Low level improvement

Representing the state by a 20bit mask and the last colour also makes the state a lot quicker to update and restore as only 2 numbers need to be changed instead of memcpy of the whole board.

Answer 2

If you think of the 4x5 board as "19 squares you can click on", that suggests there are 19! or 121,645,100,408,832,000 combinations to check. However, there are a number of optimisations that can drastically reduce the number of combinations to only a few dozen:

observations about the game strategy

• Clicking on different squares with the same colour has the same effect. So the board should be seen as "9 colours (or less) you can click on".
• Adjacent squares with the same colour should be seen as groups; they always act together. In the example below, the three white squares at the bottom right form such a group.
• It only makes sense to click on a colour that is adjacent to the corner group. In step one of the example below, only clicking on a pink, green, orange or white square makes sense.
• When several uniquely-coloured groups (where only one group has a certain colour) are adjacent to the corner group, the order in which they are clicked is unimportant. In the example below, after 5 and 3 have been clicked, any order of clicking 4, 7, 8 and 9 will have the same result.
• When all groups of a certain colour are adjacent to the corner group, they can be seen as uniquely-coloured groups; exactly one click per colour is needed to connect them. In the example below, after clicking 5 and 3, the two pink squares and the two green squares become two uniquely-coloured groups
• When the board has only uniquely-coloured groups, the number of necessary clicks equals the number of unconnected groups. In the example below, after clicking 5 and 3, exactly eight more clicks are necessary.
• If there is exactly one unconnected group that has the same colour as the corner group, and they are separated by more than one other group, the group can be seen as a uniquely-coloured group.
• Reducing the number of clicks means connecting several groups at once. This can be done when several same-coloured groups are adjacent to the corner group (as when clicking 1 or 2 in step 3 of the example below), or by clicking a group which separates the corner group from a group with the same colour (as happens in steps 1 and 2 in the example).

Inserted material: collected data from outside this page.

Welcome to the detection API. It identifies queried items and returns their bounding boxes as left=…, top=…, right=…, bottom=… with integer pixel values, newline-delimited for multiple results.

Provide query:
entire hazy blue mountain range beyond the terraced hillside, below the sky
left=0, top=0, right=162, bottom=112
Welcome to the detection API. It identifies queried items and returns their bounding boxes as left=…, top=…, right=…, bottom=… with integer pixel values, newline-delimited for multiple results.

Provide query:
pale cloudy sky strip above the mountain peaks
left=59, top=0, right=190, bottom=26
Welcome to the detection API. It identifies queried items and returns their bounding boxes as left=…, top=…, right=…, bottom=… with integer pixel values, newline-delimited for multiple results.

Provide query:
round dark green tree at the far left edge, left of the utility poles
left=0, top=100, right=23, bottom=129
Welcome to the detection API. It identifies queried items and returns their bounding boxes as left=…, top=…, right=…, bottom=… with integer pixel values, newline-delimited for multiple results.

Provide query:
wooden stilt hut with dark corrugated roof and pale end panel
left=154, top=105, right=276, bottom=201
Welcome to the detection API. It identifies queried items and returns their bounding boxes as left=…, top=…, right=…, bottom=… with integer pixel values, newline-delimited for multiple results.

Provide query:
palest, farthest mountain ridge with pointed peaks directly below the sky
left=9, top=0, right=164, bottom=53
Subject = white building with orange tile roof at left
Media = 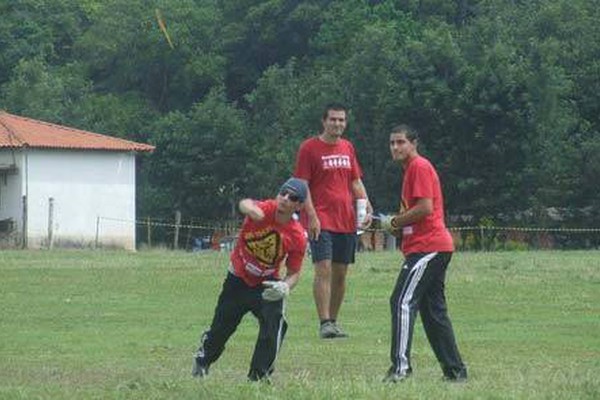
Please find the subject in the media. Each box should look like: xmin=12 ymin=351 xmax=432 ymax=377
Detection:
xmin=0 ymin=110 xmax=154 ymax=250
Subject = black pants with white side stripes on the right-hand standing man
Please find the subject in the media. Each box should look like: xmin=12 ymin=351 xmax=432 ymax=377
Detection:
xmin=390 ymin=252 xmax=466 ymax=379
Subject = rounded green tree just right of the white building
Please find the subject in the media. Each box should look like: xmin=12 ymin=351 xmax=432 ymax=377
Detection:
xmin=141 ymin=89 xmax=250 ymax=220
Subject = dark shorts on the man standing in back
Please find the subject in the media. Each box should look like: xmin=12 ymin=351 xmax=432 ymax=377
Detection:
xmin=310 ymin=231 xmax=356 ymax=264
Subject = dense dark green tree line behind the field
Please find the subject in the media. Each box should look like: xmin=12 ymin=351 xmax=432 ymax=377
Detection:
xmin=0 ymin=0 xmax=600 ymax=230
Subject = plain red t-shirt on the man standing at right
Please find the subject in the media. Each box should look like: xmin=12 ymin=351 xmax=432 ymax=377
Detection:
xmin=402 ymin=156 xmax=454 ymax=254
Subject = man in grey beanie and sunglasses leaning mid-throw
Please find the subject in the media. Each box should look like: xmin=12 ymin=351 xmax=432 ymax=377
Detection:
xmin=192 ymin=178 xmax=308 ymax=381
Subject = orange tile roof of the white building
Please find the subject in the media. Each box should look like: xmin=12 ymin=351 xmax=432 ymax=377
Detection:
xmin=0 ymin=110 xmax=154 ymax=151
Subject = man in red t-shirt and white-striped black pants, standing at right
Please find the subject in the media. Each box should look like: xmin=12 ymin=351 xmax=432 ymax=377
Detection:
xmin=381 ymin=125 xmax=467 ymax=382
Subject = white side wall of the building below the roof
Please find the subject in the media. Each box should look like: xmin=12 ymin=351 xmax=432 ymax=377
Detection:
xmin=20 ymin=149 xmax=135 ymax=250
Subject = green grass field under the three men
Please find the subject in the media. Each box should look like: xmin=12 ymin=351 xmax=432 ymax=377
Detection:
xmin=0 ymin=251 xmax=600 ymax=400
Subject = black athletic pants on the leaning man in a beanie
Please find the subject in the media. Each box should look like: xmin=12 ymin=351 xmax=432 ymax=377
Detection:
xmin=196 ymin=272 xmax=287 ymax=380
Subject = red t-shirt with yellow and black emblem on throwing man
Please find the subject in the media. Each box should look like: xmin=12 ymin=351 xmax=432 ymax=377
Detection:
xmin=231 ymin=199 xmax=307 ymax=287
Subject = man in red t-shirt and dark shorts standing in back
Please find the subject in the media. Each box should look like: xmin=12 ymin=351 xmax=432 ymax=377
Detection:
xmin=294 ymin=104 xmax=372 ymax=339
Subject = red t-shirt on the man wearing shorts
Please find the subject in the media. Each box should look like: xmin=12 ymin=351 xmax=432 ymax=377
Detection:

Algorithm based on optimal strategy

A recursive algorithm based on an optimal strategy using the rules listed above, goes through these steps for every recursion:

1. If only uniquely-coloured groups are left, the number of clicks equals the number of unconnected groups; return this number.
2. If a group with the same colour as the corner-group is separated from it by only one other group, click this other group and recurse. If several options exist, try all of them.
3. If one or more uniquely-coloured groups (or all groups of certain colours) are adjacent to the corner group, click them all in any order. Then re-evaluate the board from step 1.
4. Try clicking every colour adjacent to the corner group and recurse.

A Javascript implementation of a brute-force algorithm needed tens of millions of recursions for example 1 and 3 in the question, with an execution time far above the 8 second limit. After implementing the optimisations described above, example 1 was solved with just 38 recursions, and an execution time of a few milliseconds. Examples 2 and 3 were even quicker.